Foto do vídeo publicado na internet
O professor do departamento de História da Universidade Federal de Santa Catarina (UFSC) Waldir Rampinelli, tornou-se personagem muito falado nos últimos dias em todo o estado catarinense.
O motivo? Seu vídeo publicado no canal de notícias do IELA (Instituto de Estudos Latino Americanos), no qual ele critica os poderes legislativo e executivo do município de Nova Veneza, no sul catarinense, por edificarem um monumento para homenagear o imigrante italiano Natale Coral.
Citando depoimentos verbais e livros, entre eles o escrito pelo padre já falecido Monsenhor Quinto Davide Baldessar com o título “Os Imigrantes”, Rampinelli afirma não ser correto homenagear um Bugreiro - que eram homens contratados para matar os índios no início da colonização, afirmando que Natale Coral era um deles.
Fortificando a afirmação do professor Rampinelli, Mons. Agenor Neves Marques, em seu livro História de Urussanga (década de 1980), menciona o nome de Natal Coral como um dos três grandes capitães organizadores de batidas contra os indígenas nos municípios de Araranguá e Tubarão., território de onde se originaram os municípios de Urussanga e também Nova Veneza.
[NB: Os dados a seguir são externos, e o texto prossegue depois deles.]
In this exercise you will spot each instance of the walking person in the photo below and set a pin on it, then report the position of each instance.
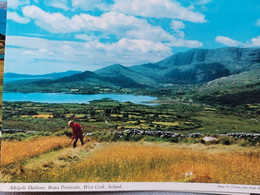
(77, 133)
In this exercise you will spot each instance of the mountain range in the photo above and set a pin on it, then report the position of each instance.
(208, 68)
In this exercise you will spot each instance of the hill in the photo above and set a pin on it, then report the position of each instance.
(202, 65)
(216, 75)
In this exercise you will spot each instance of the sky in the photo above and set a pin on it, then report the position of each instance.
(60, 35)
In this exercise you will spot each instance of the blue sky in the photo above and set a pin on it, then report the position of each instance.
(59, 35)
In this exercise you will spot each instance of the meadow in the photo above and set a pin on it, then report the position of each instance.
(133, 162)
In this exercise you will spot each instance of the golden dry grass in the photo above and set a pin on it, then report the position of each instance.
(12, 151)
(142, 162)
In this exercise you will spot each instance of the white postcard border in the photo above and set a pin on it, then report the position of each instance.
(130, 186)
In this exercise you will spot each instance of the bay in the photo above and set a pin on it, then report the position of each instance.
(76, 98)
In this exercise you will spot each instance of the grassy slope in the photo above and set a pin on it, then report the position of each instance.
(140, 161)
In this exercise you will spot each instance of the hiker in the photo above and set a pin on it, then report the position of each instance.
(77, 133)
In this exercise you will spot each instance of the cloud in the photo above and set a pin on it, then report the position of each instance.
(228, 41)
(117, 24)
(158, 9)
(254, 42)
(17, 18)
(176, 26)
(3, 5)
(61, 4)
(51, 22)
(13, 4)
(33, 53)
(90, 5)
(203, 2)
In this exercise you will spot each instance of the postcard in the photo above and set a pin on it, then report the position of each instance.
(127, 95)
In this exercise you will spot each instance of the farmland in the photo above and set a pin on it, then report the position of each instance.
(113, 154)
(111, 115)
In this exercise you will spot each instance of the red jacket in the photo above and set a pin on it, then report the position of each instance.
(76, 130)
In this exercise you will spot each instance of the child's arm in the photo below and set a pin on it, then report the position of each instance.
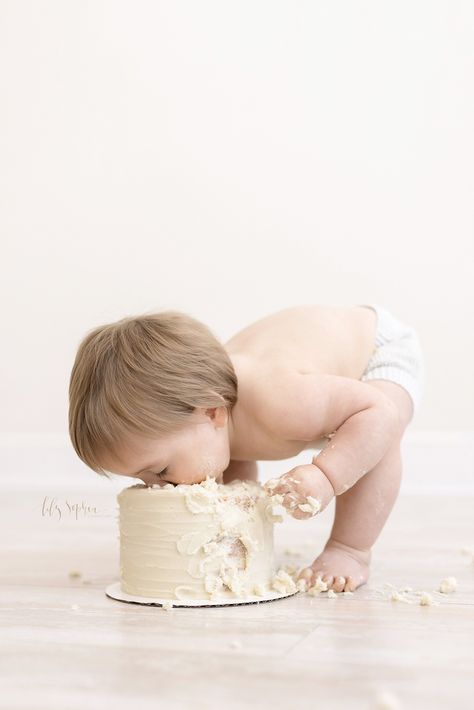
(365, 420)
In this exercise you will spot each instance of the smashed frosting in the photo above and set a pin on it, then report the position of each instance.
(198, 541)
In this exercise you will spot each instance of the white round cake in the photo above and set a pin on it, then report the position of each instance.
(198, 541)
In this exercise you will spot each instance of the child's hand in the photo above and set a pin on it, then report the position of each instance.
(305, 491)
Mas essa informação, segundo o próprio Monsenhor Agenor, teve origem nas palavras de Eduardo de Lima e Silva Hoerhann - um carioca bisneto de Duque de Caxias que veio para Santa Catarina como auxiliar de fotografia do SPI- Serviço de Proteção ao Índio e tornou-se um pacificador entre os imigrantes europeus e os índios Xokleng.
Suas fotos e escritos permanecem até os dias de hoje, com suas ações tendo sido evidenciadas mundo afora e mostrando o grave problema existente no Brasil da época.
Rampinelli,aos 72 anos, como professor que teve seu livro “O menino que vê o mundo: confidências sobre os imigrantes italianos” escolhido o ‘livro do ano’ de 2019 na categoria crônicas pela Academia Catarinense de Letras, toma o espaço das redes sociais revelando sua indignação sobre a homenagem feita a Natale Coral, o que ele considera ser um ultraje à memória dos verdadeiros donos da terra- os xoklengs, sugerindo inclusive que vereadores e prefeito façam uma homenagem à Nação indígena exterminada com a chegada dos imigrantes italianos.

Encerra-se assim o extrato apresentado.